Death stood a moment, regarding her in silence and Jules felt a tremor of fear though it was quickly being overridden by her steady nature, whatever else might be happening the worst had already come and gone. She had time now, and then some, to have her questions answered.
“In truth? I am not entirely sure Ms. Harper.” Death reached a hand, the skin unusually pale but definitely fully fleshed, into her hood. She made a gesture that could have been pinching the brim of her nose.
“Do I follow you somewhere or something?” Something was off here and Jules was determined to get to the bottom of it. But she forced herself to be patient and calm; she didn’t want to risk her chance at heaven because she blew up at Death.
“Actually, how about I follow you? I would like very much to have a cup of tea and I have no idea which direction your home is from here.”

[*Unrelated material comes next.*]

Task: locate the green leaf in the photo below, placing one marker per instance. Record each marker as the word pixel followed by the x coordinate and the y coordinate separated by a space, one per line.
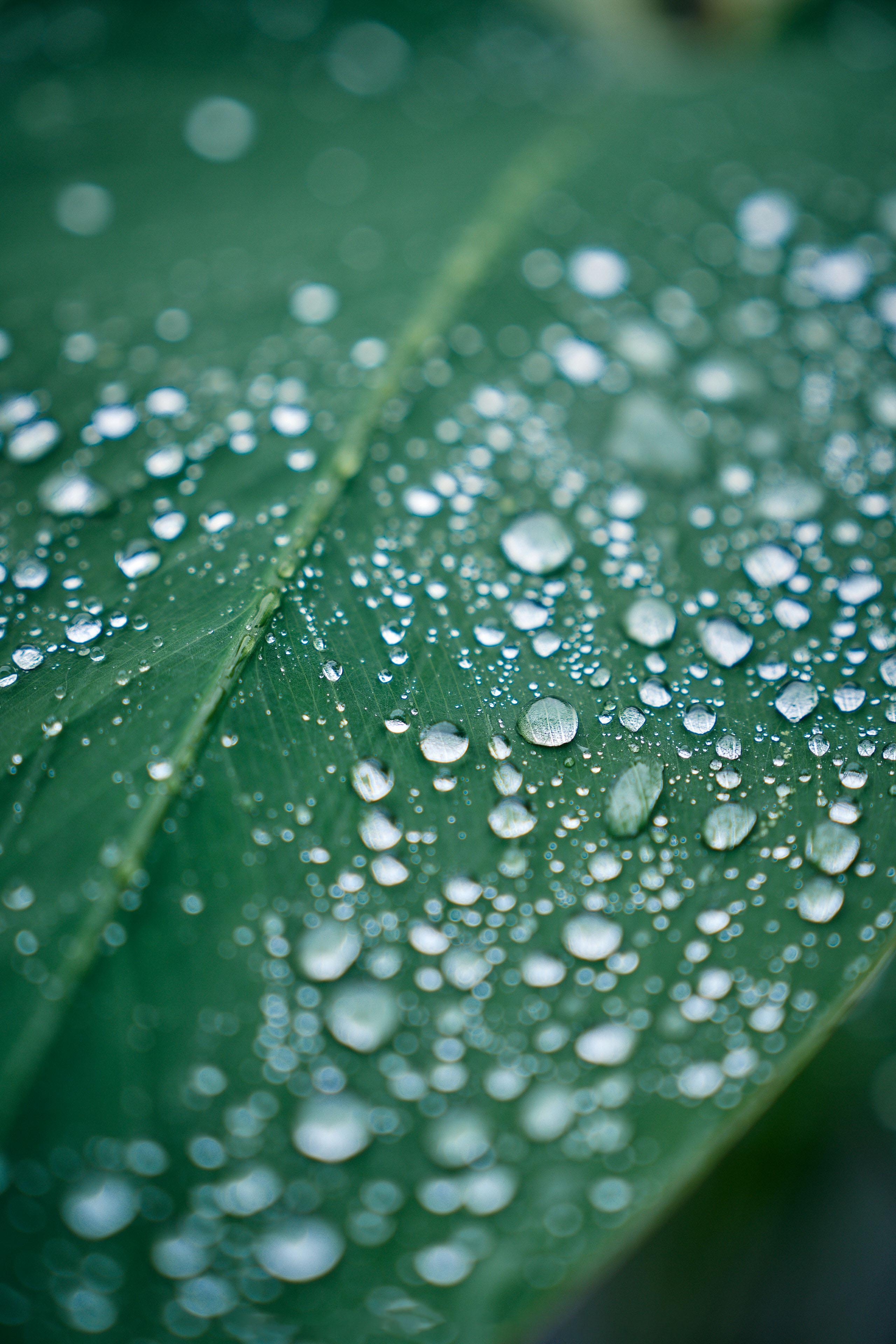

Surprised, but still strangely calm, Jules turned and picked up the knife. Wiping it a clean spot of her pants as she walked, she started to lead Death home…
She stopped, “you’re not asking me to lead you to my loved ones? You really just want a cup of tea? You’re absolutely not after the rest of my family right?” She said, feeling the fear rush up inside her again.
“No Ms. Harper. You saw my List, you were the only one on it.”
Jules relaxed again and lead the way to her home. Her father’s home really, he’d made that clear when he mortgaged it to the hilt to send her to school. And he made it clear every time she came back. This wasn’t the life he wanted for her…
She shook her head and opened the pantry door, stopping to take off shoes all muddy with her blood and orchard loam. Jules ushered Death into the kitchen and pulled out a seat for her, before bustling about setting the water on to boil and pulling two mugs down for the tea. But her shirt was beginning to get stiff and parts of it were sticking to her skin, it was getting more than a little uncomfortable.
“Uhm – is it alright if I go and change?”